Taking another spoonful of venison from the pie in front of him, Atilo felt rather than saw her smile. She'd trimmed the meat herself, chopped root vegetables, ground Indian pepper and cut stale bread to serve as plates. He had a cook to do all that. Just as he had a serving woman to stand behind his chair and top up the glass Desdaio refilled from a jug.
He sat at the head of his long oak table in the piano nobile, with Desdaio at his right. Although light from a candelabrum made his glass sparkle, it barely reached the high-beamed ceiling overhead, and he sat with her in a puddle of brightness surrounded by shifting shadows. Both of them ate using forks. A habit Byzantium had adopted from the Saracens, its enemies. A princess brought the fashion to Venice two centuries before when she married the doge.
"Maybe three," Atilo admitted.
Desdaio nodded to indicate she was listening.
The rest of Italy still ate with knives and their fingers and regarded Serenissima's use of the two-pronged forks as proof the city was corrupted by its links with the Levant. As Gian Maria of Milan jeered, "What needs man with a fork when God gave him hands?" He would have been even less impressed to know the implement's heathen origins.
"I have to go out later," said Atilo, putting down his silver fork and wiping his mouth with his hand. Desdaio would be disappointed. She'd found a harpist from Brittany. On the run from something, Atilo imagined. He was to play for them that evening. It was meant to be a surprise.
"Can't it wait?"
"Probably not," Atilo said. "Council business."
D
esdaio's face fell. Nothing came before the Ten. The daughter of a Venetian lord, the great-granddaughter of a rich cittadino, she understood that.
"You're taking Iacopo?"
"Tycho," Atilo said. "I'll be taking Tycho."
"He's a strange one," Desdaio said. As before, Atilo said nothing, simply waited for Desdaio to put her thoughts in some sort of order. People thought her beautiful but simple. She was not. She simply thought slowly. "He scares me," she admitted finally.
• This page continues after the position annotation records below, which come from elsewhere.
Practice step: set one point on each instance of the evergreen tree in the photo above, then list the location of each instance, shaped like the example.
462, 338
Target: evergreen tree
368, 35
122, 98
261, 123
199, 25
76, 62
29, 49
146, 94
"Why?" Atilo was interested.
"Something about him." Desdaio bit her lip. She hesitated, considering her words. "He could be a prince," she said finally. "When he's not sulking in corners like a beggar. I'm not saying he is. Just sometimes, when he looks at us…"
"He seems… princely?"
"Don't laugh at me. He eats castradina with his fingers, but stands up when I enter a room. And he watches always. I find him in rooms and don't know how he got there. He's like a shadow. Always there, except when he's not."
"And Iacopo doesn't scare you?"
"That's different."
"In what way?"
Desdaio blushed, looking towards the fire as if shifting logs had suddenly caught her attention. All men looked at her, Atilo knew that was what she wanted to say. Iacopo was simply one of those.
"Should he scare me?" she asked instead.
He's knifed a dozen men and cut a child's throat without hesitation, simply because those were my orders. He uses his fists freely on whores, and more often than not takes them and forgets to pay. When he thinks I'm not looking, he leers at you as if he would deflower you on the spot if not for me.
And, God forbid I was to order it. But if I did, he would knife you now, weight the sack containing your body with stones and row it beyond the Giudecca himself, returning for breakfast with his appetite intact.